The new degree recently was approved by the university’s board of trustees.
Through the online M.S. in health law and policy degree, professionals in the fields of compliance, human resources, insurance and healthcare administration will gain a marketable expertise in the increasingly complex world of health law and policy, according to Henry Strickland, Cumberland School of Law dean. The degree also will benefit recent graduates who plan to enter the field of health-care compliance or administration, as well as attorneys interested in health law or policy.
“The demand for professionals who can move into healthcare compliance and related roles is exploding, Strickland said. “Our new health law and policy degree will enable people in the health care industry to take advantage of that burgeoning demand. It will also provide recent college graduates with almost any major an entry into that field.”
Experienced faculty from Samford’s Cumberland School of Law and College of Health Sciences, as well as compliance professionals from the community, will participate in the program, according to Laura Tomlin, Cumberland’s director of special programs. The program includes coursework in health law, regulatory affairs, public policy, insurance and healthcare administration, with a particular emphasis on healthcare compliance. The online program takes two years to complete. Students will enroll in two classes per term through fall, spring, and summer of their first year. The second year will include two classes in fall and in spring, and a final summer course. Two or three on-campus weekends are planned.

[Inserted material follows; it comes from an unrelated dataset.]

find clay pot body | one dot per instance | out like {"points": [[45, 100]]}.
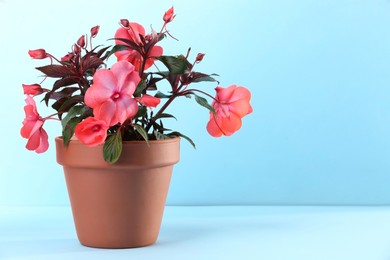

The new online program is one of only eight programs nationally to be accredited by the Compliance Certification Board (CCB).
“We are excited to have earned accreditation from the CCB. The demand for healthcare compliance professionals is rising, and this accreditation demonstrates that our program will prepare students for careers in this growing field,” Tomlin said.
Strickland noted that the M.S. degree does not replace a traditional juris doctor degree because the M.S. will not qualify graduates for admission to the bar.
“The M.S. degree instead will provide students a more focused study of essential healthcare law, regulation, and administration topics needed to advance in the healthcare industry,” he explained.